Tennis perseveres in a stacked division


Joey Matsuzawa, Sports Editor

Despite being in one of the most competitive divisions in the state, KingCo 4A, the tennis team’s strong mental game and depth of skill has kept them alive throughout the season. For the last three years, players from the KingCo 4A division have taken two of the top three spots in singles and doubles at the state tournament.

Ending the season with an overall record of 6-5 and a divisional record of 4-4, senior first singles and captain Tobin Hansen says that was where they expected the team to perform.

“We ended up on the lower range of where we expected to be,” Hansen said.

The team was able to have close matches against Newport and Skyline High Schools, schools that normally win big. This is due to their great depth,skill and strategy in each match.

“This year’s team was way more solid [than last year] because the difference [in skill] between the bottom and the top was very little,” senior first doubles player Gokul Gowri said.
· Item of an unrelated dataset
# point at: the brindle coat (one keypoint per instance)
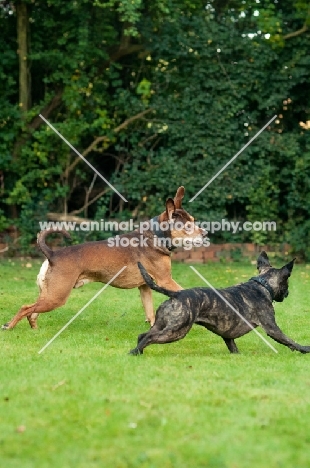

Gowri, along with his fellow first doubles partner, sophomore James Peng, played a vital role in the team’s success.

“In tennis you play seven matches: four singles and three doubles. [Because] we had a really strong doubles lineup, that meant we would only need to win one singles match in order to win the meet,” senior captain Ben Tinker said.

The team of Gowri and Peng won the majority of their matches by manipulating their opponents, “tilting” them. Tilting occurs when a player’s mental game begins to negatively affect their physical game.

“Tennis is 90% mental and 10% physical,” Hansen said.

The depth of the team proved to be vital, as the lower seeded players were able to beat the other team’s lower seeded players. For example, at the beginning of the season when playing for seeding, Peng beat Hansen, who beat Gowri, who beat Peng. Even though Peng would go on to play doubles, he was able to beat Hansen, the eventual first singles player and was a 2014-15 first team all-KingCo player.

Even though all of the players from Inglemoor lost in the second round of districts, the team still feels that they accomplished what they set out to do: prove that they could compete in a stacked division.